European governments outlined new measures on Monday to cope with potential energy shortages this winter and raced to improve energy networks to share power, with Russian gas flows still running at severely reduced rates amid the Ukraine war.
Spain drew up plans that could force energy-intensive industries to shut at peak demand times, France said it was preparing to send gas to Germany from October, while Berlin said Europe’s powerhouse was still in talks on state aid for ailing utility Uniper.
German buyers briefly reserved capacity on Monday to receive Russian gas via the Nord Stream 1 pipeline, once one of Europe’s major gas supply routes, for the first time since the line was shut three weeks ago. But they soon dropped the requests.
It was not immediately clear why buyers had submitted requests for capacity when Russia has given no indication since it shut the line that it would restart any time soon.
Russia, which had supplied about 40% of the European Union’s gas before its February invasion of Ukraine, has said it closed the pipeline because Western sanctions hindered operations. European politicians say that is a pretext and accuse Moscow of using energy as a weapon.
European gas prices TRNLTTFMc1 have more than doubled from the start of the year amid a decline in Russian supplies.
Russian gas flows to Europe via Ukraine, although much reduced, have nevertheless continued.
But the sharp drop in Russian fuel exports, in retaliation for Western sanctions over Moscow’s invasion of Ukraine, has left governments scrambling to find energy resources, but also to warn that power cuts could happen, amid fears of recession.
The German economy is contracting already and will likely get worse over the winter months as gas consumption is cut or rationed, the country’s central bank said on Monday. It added that the economy was likely to shrink, even if outright rationing is avoided, as companies cut or halt production.
In France, exports of natural gas to Germany could start around Oct. 10, the head of France’s CRE energy regulator said, following an announcement by President Emmanuel Macron that the two EU neighbours would help each other with electricity and gas flows amid the crisis.
“Gas was (until now) only flowing from Germany to France, so we did not have the technical tools to reverse the flows and we did not even have a method to regulate prices,” CRE chief Emmanuelle Wargon told franceinfo radio.
While French energy group EDF is racing to repair corrosion-hit nuclear reactors, “exceptional” measures this winter could include localised electricity cuts if the winter is cold and EDF’s plans are delayed, Wargon said.

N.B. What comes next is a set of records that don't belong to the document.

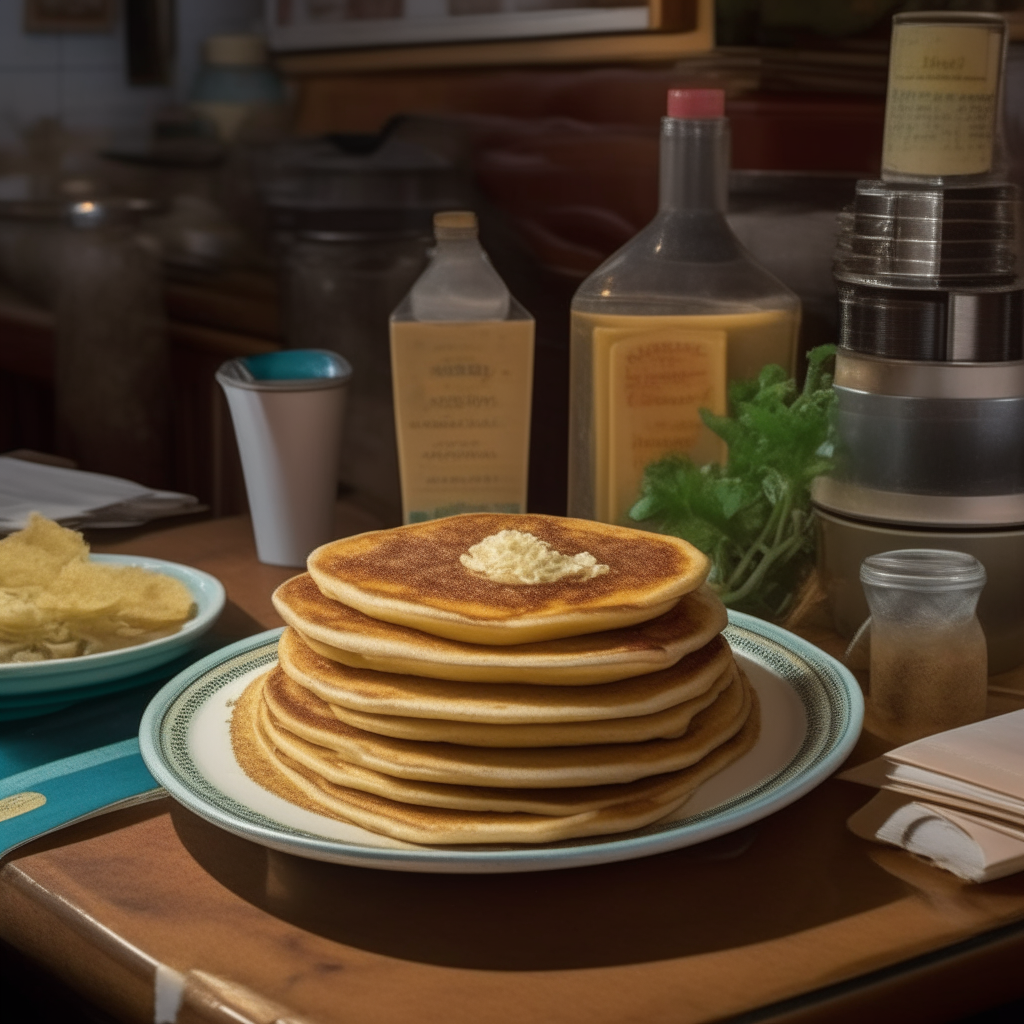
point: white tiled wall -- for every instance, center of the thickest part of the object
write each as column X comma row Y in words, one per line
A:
column 81, row 78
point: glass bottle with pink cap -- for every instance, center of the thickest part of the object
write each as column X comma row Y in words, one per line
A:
column 662, row 327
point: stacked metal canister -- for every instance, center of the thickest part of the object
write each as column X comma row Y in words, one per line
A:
column 930, row 391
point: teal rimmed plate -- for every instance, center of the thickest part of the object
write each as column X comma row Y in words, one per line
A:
column 40, row 687
column 811, row 709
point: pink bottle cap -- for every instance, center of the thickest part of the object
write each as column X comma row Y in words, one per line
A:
column 696, row 103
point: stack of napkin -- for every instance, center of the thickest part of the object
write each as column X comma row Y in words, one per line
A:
column 77, row 499
column 955, row 798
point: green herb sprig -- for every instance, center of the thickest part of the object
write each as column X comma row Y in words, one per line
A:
column 753, row 516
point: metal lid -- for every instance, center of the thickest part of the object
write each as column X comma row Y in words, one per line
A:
column 923, row 568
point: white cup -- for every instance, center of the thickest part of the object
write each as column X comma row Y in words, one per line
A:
column 287, row 409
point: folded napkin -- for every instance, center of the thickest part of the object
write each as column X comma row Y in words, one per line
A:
column 75, row 498
column 955, row 798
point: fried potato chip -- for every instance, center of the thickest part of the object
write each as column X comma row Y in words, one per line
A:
column 55, row 603
column 34, row 556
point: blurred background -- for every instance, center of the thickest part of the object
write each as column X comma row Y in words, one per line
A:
column 182, row 181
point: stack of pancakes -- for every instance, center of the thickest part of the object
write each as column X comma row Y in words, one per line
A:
column 426, row 701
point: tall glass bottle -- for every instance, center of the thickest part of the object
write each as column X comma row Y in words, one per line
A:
column 462, row 369
column 665, row 323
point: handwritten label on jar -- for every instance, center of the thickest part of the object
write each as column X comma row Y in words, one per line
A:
column 940, row 112
column 462, row 403
column 657, row 382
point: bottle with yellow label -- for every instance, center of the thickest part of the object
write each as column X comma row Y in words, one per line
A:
column 662, row 327
column 462, row 370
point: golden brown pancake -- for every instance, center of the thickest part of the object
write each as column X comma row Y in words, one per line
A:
column 501, row 704
column 347, row 636
column 667, row 724
column 458, row 814
column 413, row 577
column 303, row 714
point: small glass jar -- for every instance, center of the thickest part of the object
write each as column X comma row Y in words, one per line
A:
column 929, row 664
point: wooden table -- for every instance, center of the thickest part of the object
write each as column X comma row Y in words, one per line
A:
column 155, row 914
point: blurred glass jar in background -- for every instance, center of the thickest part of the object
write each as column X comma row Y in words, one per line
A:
column 929, row 659
column 112, row 377
column 340, row 290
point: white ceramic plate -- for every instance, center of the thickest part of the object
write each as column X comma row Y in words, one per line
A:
column 811, row 716
column 64, row 681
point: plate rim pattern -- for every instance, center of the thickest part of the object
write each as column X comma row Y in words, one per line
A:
column 827, row 691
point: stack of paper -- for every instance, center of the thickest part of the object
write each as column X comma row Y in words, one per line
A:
column 956, row 798
column 78, row 499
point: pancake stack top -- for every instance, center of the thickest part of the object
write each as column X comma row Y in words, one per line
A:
column 497, row 679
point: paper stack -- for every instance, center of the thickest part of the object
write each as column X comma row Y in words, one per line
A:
column 78, row 499
column 955, row 798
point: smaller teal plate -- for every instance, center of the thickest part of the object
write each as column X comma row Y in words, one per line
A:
column 811, row 710
column 46, row 686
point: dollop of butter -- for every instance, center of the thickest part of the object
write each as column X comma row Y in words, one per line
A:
column 514, row 557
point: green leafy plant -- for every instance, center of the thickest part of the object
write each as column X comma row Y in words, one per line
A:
column 752, row 516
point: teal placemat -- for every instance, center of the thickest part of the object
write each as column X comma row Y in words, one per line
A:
column 51, row 796
column 81, row 761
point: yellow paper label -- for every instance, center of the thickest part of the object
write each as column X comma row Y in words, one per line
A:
column 657, row 382
column 462, row 403
column 940, row 111
column 19, row 803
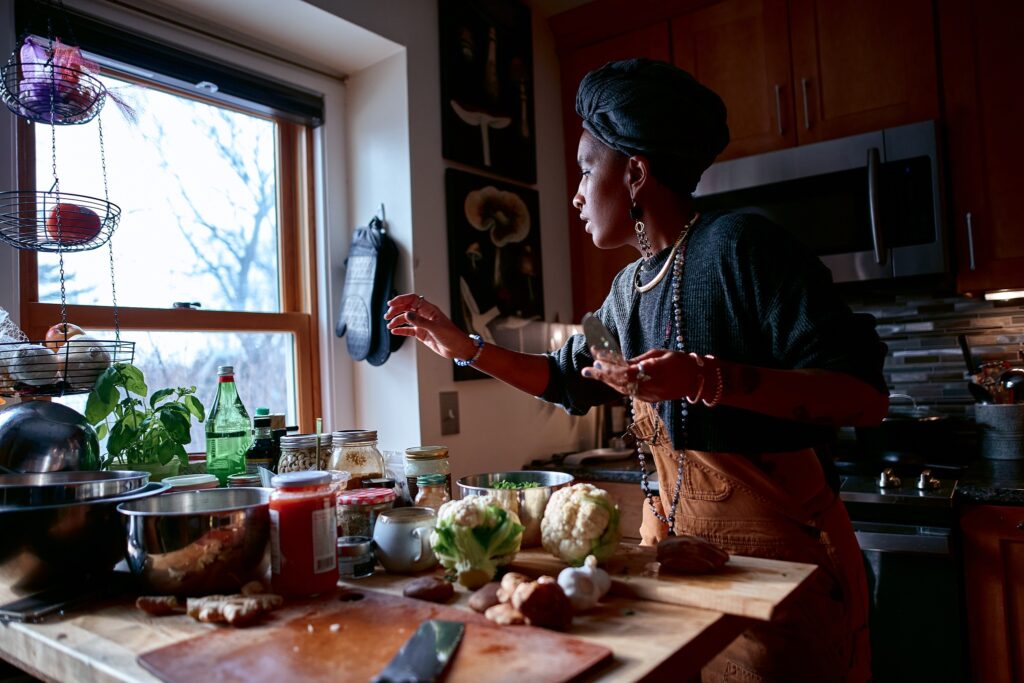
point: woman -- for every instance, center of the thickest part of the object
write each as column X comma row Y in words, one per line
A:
column 737, row 354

“But there will be no gas cuts for households. Never,” she said.
Spanish Industry Minister Reyes Maroto said that obliging energy-intensive companies to close down during consumption peaks is an option on the table this winter if required.
The companies would be compensated financially, she said in an interview with Spanish news agency Europa Press, adding there is no need to impose such closures now.

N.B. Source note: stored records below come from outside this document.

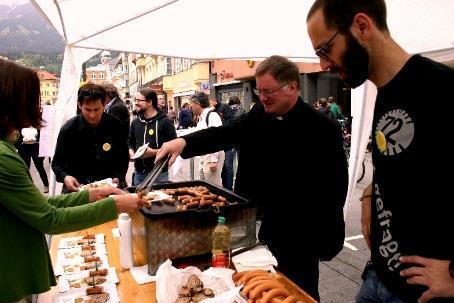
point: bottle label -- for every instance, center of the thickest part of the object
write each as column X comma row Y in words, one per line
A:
column 219, row 260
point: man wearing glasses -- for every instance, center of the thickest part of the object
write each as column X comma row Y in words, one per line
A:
column 301, row 208
column 152, row 127
column 91, row 146
column 352, row 39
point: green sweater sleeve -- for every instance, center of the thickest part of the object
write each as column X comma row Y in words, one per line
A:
column 54, row 215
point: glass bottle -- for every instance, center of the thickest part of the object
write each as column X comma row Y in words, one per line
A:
column 221, row 245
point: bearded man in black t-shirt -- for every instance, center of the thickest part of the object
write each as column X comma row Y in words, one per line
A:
column 405, row 209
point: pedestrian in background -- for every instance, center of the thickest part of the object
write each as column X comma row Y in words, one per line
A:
column 406, row 209
column 185, row 117
column 29, row 149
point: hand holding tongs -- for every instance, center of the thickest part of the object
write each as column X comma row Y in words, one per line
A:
column 145, row 187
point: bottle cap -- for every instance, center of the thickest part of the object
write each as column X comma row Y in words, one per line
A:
column 123, row 216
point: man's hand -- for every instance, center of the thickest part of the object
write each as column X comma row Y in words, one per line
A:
column 432, row 273
column 128, row 203
column 173, row 148
column 101, row 192
column 71, row 183
column 366, row 213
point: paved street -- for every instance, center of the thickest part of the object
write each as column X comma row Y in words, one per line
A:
column 340, row 278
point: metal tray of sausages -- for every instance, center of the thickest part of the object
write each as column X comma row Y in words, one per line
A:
column 162, row 209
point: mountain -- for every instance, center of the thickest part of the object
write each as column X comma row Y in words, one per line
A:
column 23, row 29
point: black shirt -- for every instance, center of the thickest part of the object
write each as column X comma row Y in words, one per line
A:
column 412, row 204
column 90, row 154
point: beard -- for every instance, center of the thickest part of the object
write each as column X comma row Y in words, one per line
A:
column 355, row 62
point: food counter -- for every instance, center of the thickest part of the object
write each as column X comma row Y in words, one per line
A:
column 128, row 290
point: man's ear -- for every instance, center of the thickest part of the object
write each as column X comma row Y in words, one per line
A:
column 361, row 26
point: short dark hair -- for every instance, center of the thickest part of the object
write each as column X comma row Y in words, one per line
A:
column 201, row 98
column 339, row 14
column 281, row 68
column 150, row 95
column 91, row 92
column 19, row 98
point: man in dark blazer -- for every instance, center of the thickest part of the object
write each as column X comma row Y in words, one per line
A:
column 115, row 106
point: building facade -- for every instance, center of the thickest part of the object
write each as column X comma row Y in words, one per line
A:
column 49, row 84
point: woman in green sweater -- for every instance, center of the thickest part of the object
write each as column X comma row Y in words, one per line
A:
column 25, row 214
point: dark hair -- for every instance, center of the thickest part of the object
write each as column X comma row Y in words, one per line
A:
column 339, row 14
column 234, row 100
column 111, row 90
column 91, row 92
column 19, row 98
column 281, row 68
column 201, row 98
column 150, row 95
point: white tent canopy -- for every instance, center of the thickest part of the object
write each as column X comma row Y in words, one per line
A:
column 228, row 29
column 233, row 29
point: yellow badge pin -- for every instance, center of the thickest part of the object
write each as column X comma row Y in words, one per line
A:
column 106, row 146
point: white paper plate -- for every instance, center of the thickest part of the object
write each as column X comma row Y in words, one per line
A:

And Finns were warned they should be prepared for power outages.
“As a result of great uncertainties, Finns should be prepared for power outages caused by a possible power shortage in the coming winter,” national grid operator Fingrid said.
Reflecting the disruptions caused across the continent, Finnish power retailer Karhu Voima Oy said it had filed for bankruptcy due to a sharp rise in electricity price rises.
‘GOING BACK IN TIME’
Europe’s imports of thermal coal in 2022 could be the highest in at least four years and may rise further next year, analysts said on Monday, highlighting the extent of the energy crisis following sanctions on top supplier Russia.

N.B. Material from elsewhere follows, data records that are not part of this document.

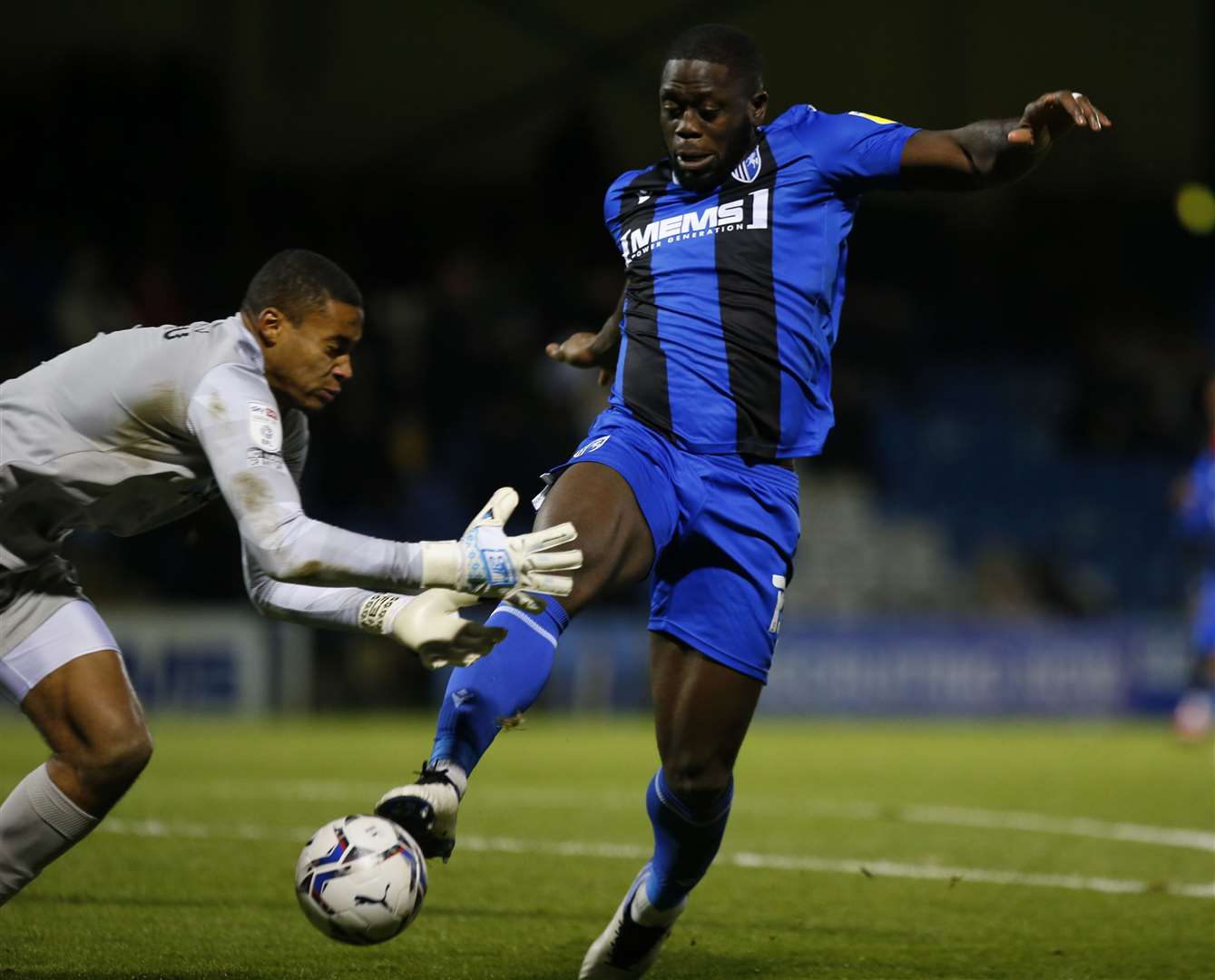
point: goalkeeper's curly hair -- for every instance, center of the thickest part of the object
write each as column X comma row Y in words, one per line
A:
column 298, row 282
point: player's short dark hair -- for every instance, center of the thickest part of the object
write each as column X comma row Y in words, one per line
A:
column 720, row 44
column 298, row 282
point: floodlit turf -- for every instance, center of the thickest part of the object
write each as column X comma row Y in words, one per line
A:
column 193, row 878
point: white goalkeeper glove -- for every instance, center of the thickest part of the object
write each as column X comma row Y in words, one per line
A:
column 430, row 625
column 486, row 563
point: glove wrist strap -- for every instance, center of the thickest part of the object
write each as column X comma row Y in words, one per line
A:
column 378, row 612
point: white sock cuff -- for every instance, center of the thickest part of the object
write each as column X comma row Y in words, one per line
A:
column 54, row 808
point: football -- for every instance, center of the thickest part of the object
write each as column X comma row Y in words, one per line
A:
column 361, row 879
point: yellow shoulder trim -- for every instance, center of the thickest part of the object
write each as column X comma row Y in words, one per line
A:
column 878, row 119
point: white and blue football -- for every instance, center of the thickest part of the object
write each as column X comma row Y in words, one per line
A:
column 361, row 879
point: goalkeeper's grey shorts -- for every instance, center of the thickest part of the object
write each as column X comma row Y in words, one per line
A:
column 45, row 622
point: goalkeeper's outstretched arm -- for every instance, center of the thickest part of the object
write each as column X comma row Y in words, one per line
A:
column 244, row 447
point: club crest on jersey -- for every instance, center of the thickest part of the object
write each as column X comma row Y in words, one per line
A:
column 749, row 169
column 265, row 426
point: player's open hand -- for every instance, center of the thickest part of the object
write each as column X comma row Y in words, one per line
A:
column 584, row 350
column 1054, row 113
column 430, row 625
column 486, row 563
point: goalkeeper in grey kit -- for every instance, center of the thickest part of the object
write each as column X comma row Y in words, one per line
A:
column 141, row 426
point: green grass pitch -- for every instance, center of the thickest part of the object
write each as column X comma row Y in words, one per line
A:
column 856, row 850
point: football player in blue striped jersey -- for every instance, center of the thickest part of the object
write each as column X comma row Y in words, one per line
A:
column 720, row 361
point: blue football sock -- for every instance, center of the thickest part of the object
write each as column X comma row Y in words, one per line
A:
column 685, row 840
column 497, row 686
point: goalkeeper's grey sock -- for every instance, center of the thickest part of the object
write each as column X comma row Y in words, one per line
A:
column 36, row 825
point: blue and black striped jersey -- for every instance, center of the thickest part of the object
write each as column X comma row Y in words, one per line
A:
column 733, row 295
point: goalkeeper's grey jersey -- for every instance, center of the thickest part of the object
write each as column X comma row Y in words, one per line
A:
column 100, row 436
column 141, row 426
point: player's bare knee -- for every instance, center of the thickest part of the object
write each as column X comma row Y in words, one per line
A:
column 117, row 760
column 696, row 782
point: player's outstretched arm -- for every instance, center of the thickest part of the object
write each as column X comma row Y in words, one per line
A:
column 997, row 151
column 588, row 350
column 427, row 623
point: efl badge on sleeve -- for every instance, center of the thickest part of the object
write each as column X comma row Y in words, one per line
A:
column 265, row 426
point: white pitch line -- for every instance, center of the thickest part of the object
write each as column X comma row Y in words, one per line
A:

European imports of thermal coal this year could rise to about 100 million tonnes, the most since 2017, according to Noble Resources International Pte Ltd, while commodities pricing agency Argus expects shipments to reach a four-year high.
“Europe is going back in time,” Rodrigo Echeverri, head of research at Noble, told a conference.
Meanwhile oil prices fell by more than 1% on Monday, pressured by expectations of weaker global demand and by U.S. dollar strength ahead of a potentially large interest rate hike, though supply worries limited the decline.
Oil has also come under pressure from forecasts of weaker demand, such as last week’s forecast from the International Energy Agency that the fourth quarter will see zero demand growth.